Le vieux cheval, effrayé par les paons, cassa sous une ruade une des cordes, s’y empêtra les jambes, et galopant dans les trois cours, traînait la lessive après lui.

Aux cris furieux de Mme Bordin, Marianne accourut. Le père Gouy injuriait son cheval : « Bougre de rosse ! carcan ! voleur » lui donnait des coups de pied dans le ventre, des coups sur les oreilles avec le manche d’un fouet.

Bouvard fut indigné de voir battre un animal.

Le paysan répondit :

— J’en ai le droit : il m’appartient !

Ce n’était pas une raison.

Et Pécuchet, survenant, ajouta que les animaux avaient aussi leurs droits, car ils ont une âme, comme nous, si toutefois la nôtre existe !

— Vous êtes un impie ! s’écria Mme Bordin.

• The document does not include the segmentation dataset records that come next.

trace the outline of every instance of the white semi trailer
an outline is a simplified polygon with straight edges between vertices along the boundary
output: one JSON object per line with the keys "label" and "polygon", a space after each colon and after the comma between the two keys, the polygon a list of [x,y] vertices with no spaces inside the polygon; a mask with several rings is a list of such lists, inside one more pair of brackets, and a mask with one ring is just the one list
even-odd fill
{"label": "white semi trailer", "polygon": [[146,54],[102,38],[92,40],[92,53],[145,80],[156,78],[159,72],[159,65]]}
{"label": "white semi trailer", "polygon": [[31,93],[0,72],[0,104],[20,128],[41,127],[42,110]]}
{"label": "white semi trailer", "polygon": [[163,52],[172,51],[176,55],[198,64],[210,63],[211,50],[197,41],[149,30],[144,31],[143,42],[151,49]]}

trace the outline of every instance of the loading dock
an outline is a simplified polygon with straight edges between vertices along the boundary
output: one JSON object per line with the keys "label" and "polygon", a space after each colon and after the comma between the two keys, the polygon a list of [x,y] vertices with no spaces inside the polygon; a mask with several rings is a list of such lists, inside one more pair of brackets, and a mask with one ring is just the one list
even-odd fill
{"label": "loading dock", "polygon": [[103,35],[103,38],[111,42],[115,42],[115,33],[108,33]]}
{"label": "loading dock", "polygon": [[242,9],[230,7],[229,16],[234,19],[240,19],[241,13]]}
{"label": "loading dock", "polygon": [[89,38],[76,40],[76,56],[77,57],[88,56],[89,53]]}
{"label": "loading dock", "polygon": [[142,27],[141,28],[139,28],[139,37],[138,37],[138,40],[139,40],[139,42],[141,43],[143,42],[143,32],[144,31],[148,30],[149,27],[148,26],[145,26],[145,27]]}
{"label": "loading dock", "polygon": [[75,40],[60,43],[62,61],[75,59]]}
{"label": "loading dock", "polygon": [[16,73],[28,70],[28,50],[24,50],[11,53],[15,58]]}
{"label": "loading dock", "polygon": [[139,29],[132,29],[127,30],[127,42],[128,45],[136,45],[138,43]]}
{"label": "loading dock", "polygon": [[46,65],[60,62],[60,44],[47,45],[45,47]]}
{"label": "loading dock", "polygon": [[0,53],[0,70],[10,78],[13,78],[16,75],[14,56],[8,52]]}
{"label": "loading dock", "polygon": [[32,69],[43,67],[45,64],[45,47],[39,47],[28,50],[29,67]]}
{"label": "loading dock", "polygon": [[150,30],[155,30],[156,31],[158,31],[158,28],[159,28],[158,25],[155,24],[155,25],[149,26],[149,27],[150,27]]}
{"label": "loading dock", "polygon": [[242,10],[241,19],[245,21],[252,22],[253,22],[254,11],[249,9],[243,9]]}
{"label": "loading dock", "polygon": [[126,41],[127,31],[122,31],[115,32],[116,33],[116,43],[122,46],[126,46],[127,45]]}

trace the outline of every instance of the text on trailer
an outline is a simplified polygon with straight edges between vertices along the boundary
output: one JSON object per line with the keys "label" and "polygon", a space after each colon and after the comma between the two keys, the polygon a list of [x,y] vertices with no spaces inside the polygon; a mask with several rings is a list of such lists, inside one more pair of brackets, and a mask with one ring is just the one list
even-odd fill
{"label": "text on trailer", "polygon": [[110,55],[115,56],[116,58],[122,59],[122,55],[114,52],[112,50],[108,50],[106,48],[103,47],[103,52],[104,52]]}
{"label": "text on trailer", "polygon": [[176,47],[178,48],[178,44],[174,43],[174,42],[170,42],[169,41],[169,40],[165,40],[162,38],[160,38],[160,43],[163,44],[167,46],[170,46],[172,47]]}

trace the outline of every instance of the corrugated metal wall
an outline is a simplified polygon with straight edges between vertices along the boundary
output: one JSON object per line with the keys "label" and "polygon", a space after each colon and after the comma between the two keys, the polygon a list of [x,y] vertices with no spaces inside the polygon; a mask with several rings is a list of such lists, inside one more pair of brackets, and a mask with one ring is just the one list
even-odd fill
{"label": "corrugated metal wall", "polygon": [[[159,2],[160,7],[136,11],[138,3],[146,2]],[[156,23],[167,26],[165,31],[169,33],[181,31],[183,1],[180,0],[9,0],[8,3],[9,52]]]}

Trois choses l’exaspéraient : la lessive à recommencer, ses croyances qu’on outrageait et la crainte d’avoir été entrevue tout à l’heure dans une pose suspecte.

— Je vous croyais plus forte, dit Bouvard.

Elle répliqua magistralement :

— Je n’aime pas les polissons !

Et Gouy s’en prit à eux d’avoir abîmé son cheval, dont les naseaux saignaient. Il grommelait tout bas :

— Sacrés gens de malheur ! j’allais l’entiérer quand ils sont venus.